3. Komponen Kompetensi Sebagai Dasar Kolaborasi


Gambaran penting untuk kolaborasi mencakup, keterampilan
komunikasi yang efektif, saling menghargai, rasa percaya, memberi dan
menerima umpan balik, pengambilan keputusan, dan manajemen konflik
(Blais, 2006).
a. Keterampilan Komunikasi Yang Efektif
Komunikasi sangat penting dalam meningkatkan kolaborasi karena
memfasilitasi berbagai pengertian individu (Kemenkes, 2012). Chittiy, 2001
dalam Marquis (2010) mendefenisikan komunikasi adalah sebagai
pertukaran kompleks antara pikiran, gagasan, atau informasi, pada dua level
verbal dan nonverbal. Komunikasi yang efektif adalah kemampuan dalam
menyampaikan pesan dan informasi dengan baik, menjadi pendengar yang
baik dan keterampilan menggunakan berbagai media. Thomas Leech,
menyatakan bahwa untuk membangun komunikasi yang efektif, harus
menguasai empat keterampilan dasar dalam komunikasi, yaitu: membaca,
menulis, mendengar dan berbicara (Nurhasanah, 2010).

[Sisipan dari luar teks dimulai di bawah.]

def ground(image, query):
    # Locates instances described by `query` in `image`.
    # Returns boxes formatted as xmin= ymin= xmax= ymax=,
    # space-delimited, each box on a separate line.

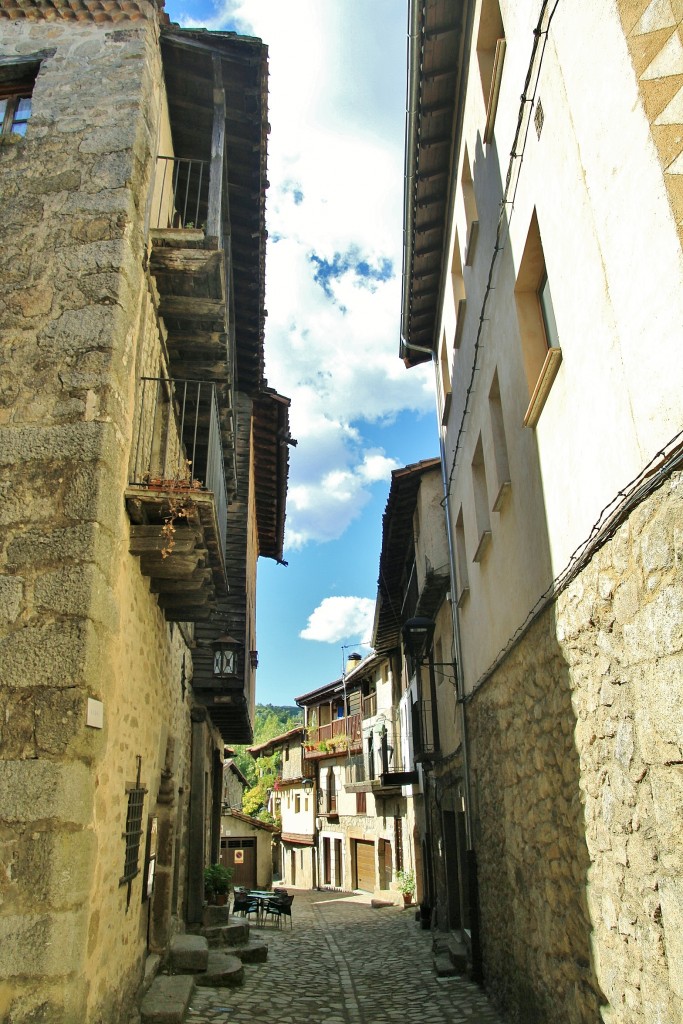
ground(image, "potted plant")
xmin=204 ymin=864 xmax=232 ymax=906
xmin=396 ymin=871 xmax=415 ymax=906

b. Saling Menghargai dan Rasa Percaya
Saling menghargai terjadi saat dua orang atau lebih menunjukkan atau
merasa terhormat atau berharga terhadap satu sama lain. Dan rasa percaya
terjadi saat seseorang percaya terhadap tindakan orang lain. Saling
menghargai maupun rasa percaya menyiratkan suatu proses dan hasil yang
dilakukan bersama. Tanpa adanya saling menghargai maka kerja sama tidak
akan terjadi. Yang dimaksud dengan pentingnya menghargai satu sama lain
yaitu:
1) Dapat mengurangi perbedaan status professional.
2) Meningkatkan efisiensi dan efektifitas kerja.

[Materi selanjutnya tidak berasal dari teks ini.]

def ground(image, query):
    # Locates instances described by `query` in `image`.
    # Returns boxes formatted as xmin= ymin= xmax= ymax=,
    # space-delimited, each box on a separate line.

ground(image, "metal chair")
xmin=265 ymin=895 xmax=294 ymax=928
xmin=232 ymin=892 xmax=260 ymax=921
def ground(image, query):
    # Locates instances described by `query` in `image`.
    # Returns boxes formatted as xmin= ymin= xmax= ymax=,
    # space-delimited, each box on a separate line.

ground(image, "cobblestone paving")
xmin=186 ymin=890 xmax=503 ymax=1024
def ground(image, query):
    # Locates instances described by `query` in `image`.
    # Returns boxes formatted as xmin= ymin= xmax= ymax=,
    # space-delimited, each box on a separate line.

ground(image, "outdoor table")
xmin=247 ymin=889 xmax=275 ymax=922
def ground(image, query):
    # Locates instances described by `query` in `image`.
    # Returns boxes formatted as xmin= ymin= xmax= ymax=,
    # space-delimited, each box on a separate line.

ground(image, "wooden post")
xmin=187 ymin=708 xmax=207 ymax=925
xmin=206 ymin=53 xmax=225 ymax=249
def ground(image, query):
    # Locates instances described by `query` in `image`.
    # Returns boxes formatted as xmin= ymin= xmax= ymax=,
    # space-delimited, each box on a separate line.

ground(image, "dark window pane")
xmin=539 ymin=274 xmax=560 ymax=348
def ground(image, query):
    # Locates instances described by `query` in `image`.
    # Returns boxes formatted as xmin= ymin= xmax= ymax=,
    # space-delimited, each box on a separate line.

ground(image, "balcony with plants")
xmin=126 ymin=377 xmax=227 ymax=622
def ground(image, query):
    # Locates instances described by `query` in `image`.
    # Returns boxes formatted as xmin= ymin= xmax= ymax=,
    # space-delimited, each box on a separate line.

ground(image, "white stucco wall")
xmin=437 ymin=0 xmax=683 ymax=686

3) Meningkatkan pembagian informasi diantara profesi.
4) Menerima konstribusi profesi lain.
5) Sebagai advokasi evaluasi kritis kritis penampilan kerja diantara
anggota tim.
6) Mempermudah pengambilan keputusan bersama.
7) Meningkatkan tanggung jawab dan tanggung gugat dalam bekerja.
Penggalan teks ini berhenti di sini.